Wenn man Castingshows aus dem richtigen Blickwinkel betrachtet, sind sie nicht so schlimm. Und dass Talente auf irgendeinem Altar dabei geopfert werden... Ansichtssache.
Ein Fernsehsender ist keine Sozialhilfestelle. Und kein Wohlfahrtsverein. Das sollte man zuallererst einmal registrieren und auch akzeptieren. Es ist eine Firma, die in einem beinharten Geschäft ums Überleben kämpft. Und die vielgelästerte Quote entscheidet halt einmal über mehr oder weniger lukrative Werbeaufträge. Wir meckern einerseits über GIS und GEZ (je nachdem, wo wir wohnen) und Gebührenabzocke, auf der anderen Seite verdammen wir die gebührenfreien Sender, wenn sie mit allen verfügbaren Mitteln versuchen, Seher zu gewinnen. Das kann man halt einmal nicht mit Initiativen zur Rettung des Regenwaldes im Oberlauf des Orinoco.
Niemand bei RTL hat irgendeinen der Teilnehmer gezwungen, zum Casting zu gehen. Und zum Unterschied zum Publikum wissen die meisten Kandidaten recht gut, auf was sie sich da einlassen. Nämlich auf einen gnadenlosen, mörderischen Ausscheidungswettbewerb, wo es am Ende nur einer von 10.000 schaffen kann, ganz oben zu stehen.
Welche Talente wurden da auf welchem Altar geopfert? Sind alle außer Michael Hirte jetzt Verlierer? Ist diese kleine Halbschwedin mit der großen Stimme jetzt arm, weil sie nicht gewonnen hat? Oder dieser Kugeljongleur und der tanzende Derwisch? Was haben sie durch ihre "Niederlage" verloren?
Sie haben eine Chance bekommen und die ist immer noch nicht vorbei. Die Kinder werden sie nicht nützen können, ausgenommen vielleicht dieser Geiger. Und ich finde es auch sehr falsch, Zwölfjährige in so etwas reinzuschicken. Bei den Erwachsenen ist das etwas anderes.

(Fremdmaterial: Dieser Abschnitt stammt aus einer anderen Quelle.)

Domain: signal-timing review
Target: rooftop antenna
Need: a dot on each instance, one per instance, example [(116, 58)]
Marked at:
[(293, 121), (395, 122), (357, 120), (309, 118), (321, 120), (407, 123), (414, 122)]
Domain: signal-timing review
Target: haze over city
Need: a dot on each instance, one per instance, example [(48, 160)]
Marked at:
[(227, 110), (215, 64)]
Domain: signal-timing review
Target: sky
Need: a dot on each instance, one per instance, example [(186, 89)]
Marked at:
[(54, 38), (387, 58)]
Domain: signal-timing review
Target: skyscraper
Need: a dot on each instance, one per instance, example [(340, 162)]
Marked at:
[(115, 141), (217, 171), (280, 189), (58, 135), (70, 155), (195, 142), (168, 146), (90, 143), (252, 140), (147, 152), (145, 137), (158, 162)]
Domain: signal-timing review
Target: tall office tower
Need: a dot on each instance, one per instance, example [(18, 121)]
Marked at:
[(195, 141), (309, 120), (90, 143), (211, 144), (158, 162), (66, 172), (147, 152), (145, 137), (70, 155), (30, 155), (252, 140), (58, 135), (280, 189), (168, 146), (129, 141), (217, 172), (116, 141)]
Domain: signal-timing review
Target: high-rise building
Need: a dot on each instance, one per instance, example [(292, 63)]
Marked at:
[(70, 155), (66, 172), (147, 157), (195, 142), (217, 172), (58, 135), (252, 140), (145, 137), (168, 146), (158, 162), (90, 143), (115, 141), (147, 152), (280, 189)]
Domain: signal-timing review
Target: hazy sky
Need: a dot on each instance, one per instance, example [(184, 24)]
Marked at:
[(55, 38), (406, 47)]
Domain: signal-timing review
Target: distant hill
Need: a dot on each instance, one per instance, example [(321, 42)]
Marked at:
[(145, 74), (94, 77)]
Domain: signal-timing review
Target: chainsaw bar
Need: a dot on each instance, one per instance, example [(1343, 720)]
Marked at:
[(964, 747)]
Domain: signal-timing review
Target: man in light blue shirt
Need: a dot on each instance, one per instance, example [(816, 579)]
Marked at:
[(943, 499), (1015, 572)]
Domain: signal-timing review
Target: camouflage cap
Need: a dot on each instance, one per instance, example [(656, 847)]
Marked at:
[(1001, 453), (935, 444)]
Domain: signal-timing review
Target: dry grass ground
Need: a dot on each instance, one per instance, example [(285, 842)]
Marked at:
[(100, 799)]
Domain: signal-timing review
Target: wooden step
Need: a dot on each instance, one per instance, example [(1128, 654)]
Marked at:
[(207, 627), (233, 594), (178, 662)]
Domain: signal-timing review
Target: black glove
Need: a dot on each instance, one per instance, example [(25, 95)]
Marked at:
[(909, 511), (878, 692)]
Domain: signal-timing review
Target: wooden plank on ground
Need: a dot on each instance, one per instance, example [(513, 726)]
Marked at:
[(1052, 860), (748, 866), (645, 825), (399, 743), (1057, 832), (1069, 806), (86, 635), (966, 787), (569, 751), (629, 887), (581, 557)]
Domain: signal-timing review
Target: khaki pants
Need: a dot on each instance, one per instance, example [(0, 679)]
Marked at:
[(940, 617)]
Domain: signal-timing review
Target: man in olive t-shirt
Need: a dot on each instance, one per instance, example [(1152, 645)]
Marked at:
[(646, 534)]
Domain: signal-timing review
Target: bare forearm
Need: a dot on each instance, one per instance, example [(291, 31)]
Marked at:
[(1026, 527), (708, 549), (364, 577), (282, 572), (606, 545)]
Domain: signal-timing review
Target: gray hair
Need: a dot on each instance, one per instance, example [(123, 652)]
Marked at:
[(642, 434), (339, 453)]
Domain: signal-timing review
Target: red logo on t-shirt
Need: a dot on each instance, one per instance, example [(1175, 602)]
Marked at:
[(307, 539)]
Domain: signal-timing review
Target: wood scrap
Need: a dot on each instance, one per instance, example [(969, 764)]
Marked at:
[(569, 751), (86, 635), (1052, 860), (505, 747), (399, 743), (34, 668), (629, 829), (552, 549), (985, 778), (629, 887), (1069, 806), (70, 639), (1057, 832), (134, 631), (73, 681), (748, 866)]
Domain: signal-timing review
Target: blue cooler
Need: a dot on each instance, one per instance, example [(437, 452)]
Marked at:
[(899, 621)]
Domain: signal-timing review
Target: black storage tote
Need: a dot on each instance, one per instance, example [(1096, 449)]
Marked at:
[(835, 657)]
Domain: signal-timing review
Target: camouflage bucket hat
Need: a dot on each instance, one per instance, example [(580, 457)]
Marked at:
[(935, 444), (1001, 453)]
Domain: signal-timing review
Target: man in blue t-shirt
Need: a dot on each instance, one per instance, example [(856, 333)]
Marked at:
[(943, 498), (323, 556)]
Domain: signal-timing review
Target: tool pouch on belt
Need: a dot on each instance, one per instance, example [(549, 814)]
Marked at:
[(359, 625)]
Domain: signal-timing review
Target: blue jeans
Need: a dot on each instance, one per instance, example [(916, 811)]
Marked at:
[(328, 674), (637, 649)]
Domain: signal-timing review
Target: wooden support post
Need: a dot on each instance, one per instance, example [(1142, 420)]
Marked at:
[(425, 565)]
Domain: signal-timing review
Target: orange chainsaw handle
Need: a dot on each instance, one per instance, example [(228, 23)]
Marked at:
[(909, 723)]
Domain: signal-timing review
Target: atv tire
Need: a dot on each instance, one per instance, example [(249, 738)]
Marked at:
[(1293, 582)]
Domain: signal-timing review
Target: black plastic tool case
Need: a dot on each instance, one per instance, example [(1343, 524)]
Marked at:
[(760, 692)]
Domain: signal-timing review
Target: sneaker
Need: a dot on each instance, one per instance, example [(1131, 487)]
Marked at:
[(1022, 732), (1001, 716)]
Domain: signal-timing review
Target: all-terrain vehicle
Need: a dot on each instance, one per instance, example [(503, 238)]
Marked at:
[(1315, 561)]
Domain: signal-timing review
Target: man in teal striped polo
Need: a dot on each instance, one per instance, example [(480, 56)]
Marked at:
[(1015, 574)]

Nur muss man die Erwartungen realistisch sehen. Niemand von denen wird ein neuer Robby Williams. Aber jeder hatte die Möglichkeit, sich anständig und unter professionellen Bedingungen zu präsentieren. Was jeder anschließend daraus macht, ist nicht mehr das Problem von RTL. Der Jongleur wird sich leichter tun, Auftritte zu bekommen. Wenn er sein bisheriges Einkommen aus diesem Geschäft verdoppeln kann - ist er dann ein Verlierer? Wenn der schwule Spanier ein paar zusätzliche Auftritte als Sänger bekommt, ist er dann ein Verlierer? Und so weiter und so weiter.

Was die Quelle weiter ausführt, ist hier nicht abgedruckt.